Jun

10

 I often think about the concepts in the title of this post. So, while waiting to have my positions decimated by a 'tape-bomb' from the embarrassing, puerile discussions between the Greeks and their creditor protagonists, a brief discussion might be in order.

Shapes: When looking to predict markets using information from other markets, my experience is that it may not be too deleterious to use triangles (in some very complex relationships the square or rectangle may be helpful).

So, for example, I might use a triangular shape with the three corners consisting of two predictors and one market to be predicted. The use of the rectangle or square adds another predictor but I believe in this case that too many cooks may spoil the broth (at least in terms of the out of sample testing before entering production/ live trading).

Intriguingly, the techniques that make money in the triangular framework are decidedly non-linear relationships between the three markets. In this context 'non linear' would mean that the chart of the predictive function would not resemble a straight line but some other look.

Univariate versus multivariate question:

It is my contention that futures markets whose underlying asset is something such as stocks, gold, oil, bonds (i.e not currencies) have characteristics such that prediction is best done by looking for multivariate relationships. For example, you might try to predict stocks using bonds and oil rather than just using past SP500 futures information to predict the future SP 500 futures movement.

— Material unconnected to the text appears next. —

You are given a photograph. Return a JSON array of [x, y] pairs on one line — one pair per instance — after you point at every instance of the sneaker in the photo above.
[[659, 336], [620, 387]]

Of note, and perhaps why currencies are considered so difficult, is that multivariate prediction in currencies, in my experience, comes a very distant second to univariate prediction (i.e using a currency's previous data to predict it's future movement).

The above reflects my experience and that which I have observed since the early 1990s. Many of you may have had different observations and results.

The univariate call in currencies is much stronger than the multivariate suggestion in non-currency markets.

The univariate nature of currency prediction DOES NOT HOLD for emerging market currency pairs.

Before 2005 currencies and multivariate prediction fared well, since then it has been very poor. A major change in some hidden 'Baconion Cycle' occurred then.

I am talking here about minutes to 2 days rather than anything longer.